Description: Technical lemma for bnj69 . This lemma may no longer be used or have become an indirect lemma of the theorem in question (i.e. a lemma of a lemma... of the theorem). See bnj985v for a version with more disjoint variable conditions, not requiring ax-13 . (Contributed by Jonathan Ben-Naim, 3-Jun-2011) (New usage is discouraged.)

Ref Expression
Hypotheses bnj985.3 
|- ( ch <-> ( n e. D /\ f Fn n /\ ph /\ ps ) )
bnj985.6 
|- ( ch' <-> [. p / n ]. ch )
bnj985.9 
|- ( ch" <-> [. G / f ]. ch' )
bnj985.11 
|- B = { f | E. n e. D ( f Fn n /\ ph /\ ps ) }
bnj985.13 
|- G = ( f u. { <. n , C >. } )
Assertion bnj985 
|- ( G e. B <-> E. p ch" )

Proof

Step Hyp Ref Expression
1 bnj985.3 
 |-  ( ch <-> ( n e. D /\ f Fn n /\ ph /\ ps ) )
2 bnj985.6 
 |-  ( ch' <-> [. p / n ]. ch )
3 bnj985.9 
 |-  ( ch" <-> [. G / f ]. ch' )
4 bnj985.11 
 |-  B = { f | E. n e.
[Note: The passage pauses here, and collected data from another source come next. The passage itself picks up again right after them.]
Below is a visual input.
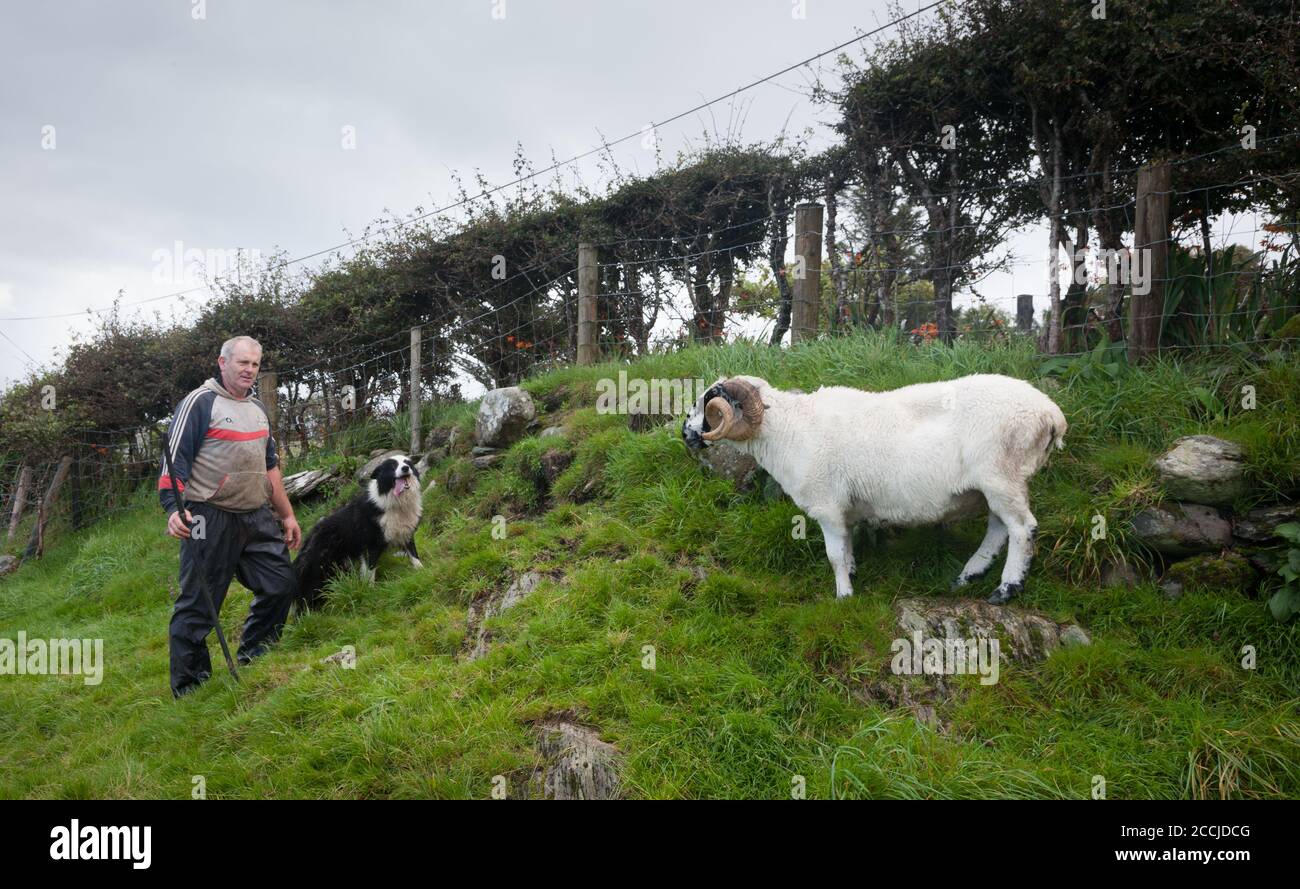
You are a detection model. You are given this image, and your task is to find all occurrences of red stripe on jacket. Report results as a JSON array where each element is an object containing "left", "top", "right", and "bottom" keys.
[
  {"left": 205, "top": 428, "right": 269, "bottom": 441},
  {"left": 158, "top": 476, "right": 186, "bottom": 492}
]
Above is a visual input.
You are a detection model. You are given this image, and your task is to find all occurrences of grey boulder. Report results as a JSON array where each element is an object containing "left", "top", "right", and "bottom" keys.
[
  {"left": 1153, "top": 435, "right": 1246, "bottom": 507},
  {"left": 1131, "top": 502, "right": 1232, "bottom": 557},
  {"left": 475, "top": 387, "right": 536, "bottom": 449}
]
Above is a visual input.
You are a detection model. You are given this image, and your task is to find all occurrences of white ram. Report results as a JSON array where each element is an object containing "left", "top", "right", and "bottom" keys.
[{"left": 682, "top": 374, "right": 1066, "bottom": 603}]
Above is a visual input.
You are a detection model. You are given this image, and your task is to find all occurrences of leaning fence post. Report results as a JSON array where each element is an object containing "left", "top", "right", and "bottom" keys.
[
  {"left": 409, "top": 326, "right": 422, "bottom": 454},
  {"left": 577, "top": 242, "right": 598, "bottom": 365},
  {"left": 24, "top": 455, "right": 72, "bottom": 559},
  {"left": 6, "top": 464, "right": 32, "bottom": 545}
]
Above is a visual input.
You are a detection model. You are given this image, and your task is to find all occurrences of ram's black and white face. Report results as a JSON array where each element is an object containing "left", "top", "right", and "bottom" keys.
[
  {"left": 683, "top": 375, "right": 771, "bottom": 451},
  {"left": 682, "top": 380, "right": 725, "bottom": 450},
  {"left": 687, "top": 376, "right": 761, "bottom": 451}
]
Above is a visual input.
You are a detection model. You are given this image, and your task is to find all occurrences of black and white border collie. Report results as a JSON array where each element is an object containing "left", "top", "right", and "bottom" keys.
[{"left": 293, "top": 454, "right": 425, "bottom": 610}]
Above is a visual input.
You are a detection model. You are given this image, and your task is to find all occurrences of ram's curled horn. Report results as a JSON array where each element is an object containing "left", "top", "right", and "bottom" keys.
[
  {"left": 700, "top": 397, "right": 734, "bottom": 441},
  {"left": 701, "top": 379, "right": 763, "bottom": 441}
]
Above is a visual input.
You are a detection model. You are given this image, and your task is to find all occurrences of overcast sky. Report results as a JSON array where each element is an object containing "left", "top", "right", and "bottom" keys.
[
  {"left": 0, "top": 0, "right": 919, "bottom": 387},
  {"left": 3, "top": 1, "right": 1263, "bottom": 392}
]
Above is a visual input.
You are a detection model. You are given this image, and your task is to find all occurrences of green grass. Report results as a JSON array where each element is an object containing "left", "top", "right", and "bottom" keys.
[{"left": 1, "top": 332, "right": 1298, "bottom": 798}]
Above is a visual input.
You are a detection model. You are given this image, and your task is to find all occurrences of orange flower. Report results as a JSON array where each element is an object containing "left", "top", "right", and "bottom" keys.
[{"left": 909, "top": 322, "right": 939, "bottom": 342}]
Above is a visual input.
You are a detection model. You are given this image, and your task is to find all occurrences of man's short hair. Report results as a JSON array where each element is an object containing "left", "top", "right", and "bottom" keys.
[{"left": 220, "top": 335, "right": 263, "bottom": 362}]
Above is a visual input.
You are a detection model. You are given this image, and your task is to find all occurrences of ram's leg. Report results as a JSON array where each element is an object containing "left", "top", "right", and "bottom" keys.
[
  {"left": 984, "top": 488, "right": 1037, "bottom": 605},
  {"left": 951, "top": 513, "right": 1008, "bottom": 591},
  {"left": 818, "top": 518, "right": 855, "bottom": 600}
]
D ( f Fn n /\ ph /\ ps ) }
5 bnj985.13 
 |-  G = ( f u. { <. n , C >. } )
6 5 bnj918 
 |-  G e. _V
7 1 4 bnj984 
 |-  ( G e. _V -> ( G e. B <-> [. G / f ]. E. n ch ) )
8 6 7 ax-mp 
 |-  ( G e. B <-> [. G / f ]. E. n ch )
9 sbcex2 
 |-  ( [. G / f ]. E. p ch' <-> E. p [. G / f ]. ch' )
10 nfv 
 |-  F/ p ch
11 10 sb8e 
 |-  ( E. n ch <-> E. p [ p / n ] ch )
12 sbsbc 
 |-  ( [ p / n ] ch <-> [. p / n ]. ch )
13 12 exbii 
 |-  ( E. p [ p / n ] ch <-> E. p [. p / n ]. ch )
14 11 13 bitri 
 |-  ( E. n ch <-> E. p [. p / n ]. ch )
15 14 2 bnj133 
 |-  ( E. n ch <-> E. p ch' )
16 15 sbcbii 
 |-  ( [. G / f ]. E. n ch <-> [. G / f ]. E. p ch' )
17 3 exbii 
 |-  ( E. p ch" <-> E. p [. G / f ]. ch' )
18 9 16 17 3bitr4i 
 |-  ( [. G / f ]. E. n ch <-> E. p ch" )
19 8 18 bitri 
 |-  ( G e. B <-> E. p ch" )